Segundo Mongin (2013), no contexto da cidade fluxo, o mundo não é dado antecipadamente e
é preciso sim reinventá-lo. Não há mais totalidades a serem representadas. Assim, o jardim
não seria só a expressão de um mundo preexistente, mas a manifestação de um mundo
singular onde não se formam mais mundos. Seria uma raridade num planeta urbano que
falsifica as paisagens, capaz de se abrir como possibilidade. O jardim surge então como uma
alternativa de recriação do mundo e sua invenção favorece outra relação. Partindo para a
análise de Haesbaert (2009) sobre as novas territorialidades, os jardins podem ser um dos
elementos capazes de estabelecer uma relação territorial da natureza que abarca humanos e
não humanos e, principalmente, um meio experimentado por aqueles que o constroem e
compartilham.
Os jardins, realizam no presente o que se quer ter no futuro. Embora não sejam
confrontacionais, procuram se desconectar dos fluxos de mercado através da reciprocidade e
construir uma relação na natureza que abarca humanos e não-humanos para além das trocas
capitalistas. Mesmo que tenham um alcance limitado, os jardins podem ser exemplarmente
pedagógicos. Configuram-se como uma resistência espacial no território.

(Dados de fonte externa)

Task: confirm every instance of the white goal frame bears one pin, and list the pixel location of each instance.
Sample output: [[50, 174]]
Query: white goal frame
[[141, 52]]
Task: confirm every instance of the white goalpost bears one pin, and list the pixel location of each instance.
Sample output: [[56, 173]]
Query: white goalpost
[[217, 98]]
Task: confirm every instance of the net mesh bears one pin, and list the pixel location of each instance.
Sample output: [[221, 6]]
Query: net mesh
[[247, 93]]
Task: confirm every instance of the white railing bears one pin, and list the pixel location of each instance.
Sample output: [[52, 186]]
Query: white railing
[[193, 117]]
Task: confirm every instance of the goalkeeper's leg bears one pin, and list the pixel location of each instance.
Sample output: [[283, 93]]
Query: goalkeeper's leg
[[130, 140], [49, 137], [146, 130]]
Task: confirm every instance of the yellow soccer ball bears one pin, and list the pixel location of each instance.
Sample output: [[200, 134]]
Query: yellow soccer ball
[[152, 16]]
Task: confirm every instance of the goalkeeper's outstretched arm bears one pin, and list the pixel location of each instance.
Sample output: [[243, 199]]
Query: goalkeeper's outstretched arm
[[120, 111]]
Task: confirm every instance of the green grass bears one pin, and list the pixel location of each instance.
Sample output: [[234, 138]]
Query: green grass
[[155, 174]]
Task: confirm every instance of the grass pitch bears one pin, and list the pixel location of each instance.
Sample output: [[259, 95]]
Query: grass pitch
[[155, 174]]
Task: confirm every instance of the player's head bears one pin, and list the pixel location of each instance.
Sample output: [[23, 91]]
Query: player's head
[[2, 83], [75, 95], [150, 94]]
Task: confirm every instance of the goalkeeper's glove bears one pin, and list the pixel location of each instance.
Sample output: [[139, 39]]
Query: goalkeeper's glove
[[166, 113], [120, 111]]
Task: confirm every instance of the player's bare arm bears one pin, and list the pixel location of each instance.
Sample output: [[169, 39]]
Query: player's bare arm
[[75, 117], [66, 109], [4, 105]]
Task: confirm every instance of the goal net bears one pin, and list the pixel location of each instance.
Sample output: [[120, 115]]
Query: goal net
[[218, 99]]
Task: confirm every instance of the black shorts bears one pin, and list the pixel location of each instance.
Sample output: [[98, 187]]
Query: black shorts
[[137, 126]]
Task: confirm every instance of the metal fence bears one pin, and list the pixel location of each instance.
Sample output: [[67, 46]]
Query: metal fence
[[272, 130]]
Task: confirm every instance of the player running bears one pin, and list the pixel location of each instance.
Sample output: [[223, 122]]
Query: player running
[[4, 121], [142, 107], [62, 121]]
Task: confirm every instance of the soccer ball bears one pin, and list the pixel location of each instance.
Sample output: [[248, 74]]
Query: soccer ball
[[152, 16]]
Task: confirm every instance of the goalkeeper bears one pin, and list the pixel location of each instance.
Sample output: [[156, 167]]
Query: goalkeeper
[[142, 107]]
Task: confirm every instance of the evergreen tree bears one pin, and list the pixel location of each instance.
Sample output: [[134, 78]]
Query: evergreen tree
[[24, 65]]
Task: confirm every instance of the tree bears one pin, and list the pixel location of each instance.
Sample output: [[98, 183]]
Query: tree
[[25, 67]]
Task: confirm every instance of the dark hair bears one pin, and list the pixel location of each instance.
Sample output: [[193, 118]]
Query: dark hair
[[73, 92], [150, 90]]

No campo, várias entrevistas exemplificam essa concepção de natureza que inclui humanos e
não-humanos que se espacializa nos Jardins.
Para Sra A. professora aposentada, “as plantas tem poder espiritual, nós após morrermos
nascemos plantas. Sempre falo para meus alunos fazerem o dever de casa debaixo de uma
arvore, pois a conexão ajuda.” Os jardins são para ela uma representação sagrada de
religiosidade e continuidade da vida. “minha nora me deu essa bananeira e dois netinho. Deus
levou ela, mas ela tá ali na bananeira.” Esse pertencimento se apresenta também nas longas
conversas que a Sra. A mantem com as plantas: “são minhas amigas, companheiras. Todo dia a
gente conversa e troca umas ideias.” Os jardins são também para a Sra A uma forma de
estabelecer relações com o mundo e com seus vizinhos. “ Eu distribuo mudas, fruta e verdura.
Quanto mais eu doo, a planta fica mais feliz. É assim né, se a gente dá amor, recebe de volta”.
Para o Sr G, monitor de oficina infantil, os jardins são uma forma de educação e de construir
relações na escola. “Os meninos estão tomando uma autoestima com o meio ambiente porque
eu explico eles, sabe? Eu falo, se não ces não vão saber ensinar seus netos que que é planta.” É
também para ele um elemento para reconhecer outros tempos que não os da produção de
bens de consumo. “ no tempo de frio eu rego três vezes por semana. No calor é todo dia. Eu
molho por gravidade ( de cima pra baixo molhando as folhas) senão empoça. E as fruteza
quando dá eu pego as bacia e levo pra cantina pra faze suco pros menino.” O jardim da escola
é também o lugar de convivência com outros animais. “ Eu compro do meu bolso um quilo de
canjiquinha. Os minino e eu ficamos observando os passarinho se fartá. Outro dia um macaco
roubou meu boné! Mas macaco é assim mesmo, cé já viu né?”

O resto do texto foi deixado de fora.